Distribution of cAMP-activated chloride current and CFTR mRNA in the guinea pig heart

Guinea pig ventricular myocytes exhibit a Cl--selective current regulated by the cAMP-dependent pathway. We have investigated the distribution of cAMP-activated Cl- channel current density and cystic fibrosis transmembrane-conductance regulator (CFTR) mRNA in three regions of the guinea pig heart: the atrium, and the epicardium and endocardium of the free wall of the left ventricle. The regional differences in the Cl- current density were investigated in enzymatically isolated myocytes using the whole-cell patch-clamp technique. Forskolin (1 mu mol/L) activated Cl--selective currents in all ventricular myocytes and 21% of atrial myocytes examined. The conductance density, estimated as the outward chord conductance normalized to cell capacitance, was greatest in epicardial myocytes (79.8 +/- 8.3 pS/pF, n = 21) and significantly lower in endocardial (59.8 +/- 9.5 pS/pF, n = 22) and atrial(10.9 +/- 5.0 pS/pF, n = 38) myocytes. The regional differences in CFTR mRNA expression levels were investigated by competitive reverse-transcribed polymerase chain reaction.

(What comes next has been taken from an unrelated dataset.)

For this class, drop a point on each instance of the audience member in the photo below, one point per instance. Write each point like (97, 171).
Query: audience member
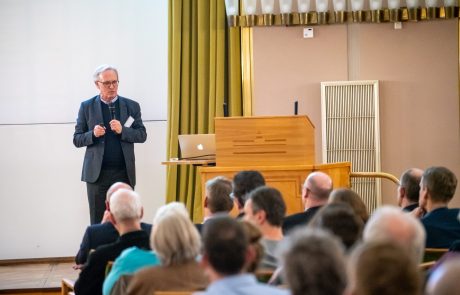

The regional distribution of the mRNA levels was similar to that of the Cl- conductance density, ie, highest in the epicardium (23 230 +/- 1840 molecules/mu gl total RNA, n = 3), significantly lower in endocardium (10 610 +/- 780 molecules/mu g total RNA, n = 3), and lowest in atrium (1450 +/- 290 molecules/mu g total RNA, n = 3). The data indicate that regional differences in CFTR mRNA expression in the guinea pig heart are responsible, at least in part, for the regional differences in cAMP-activated Cl- current density.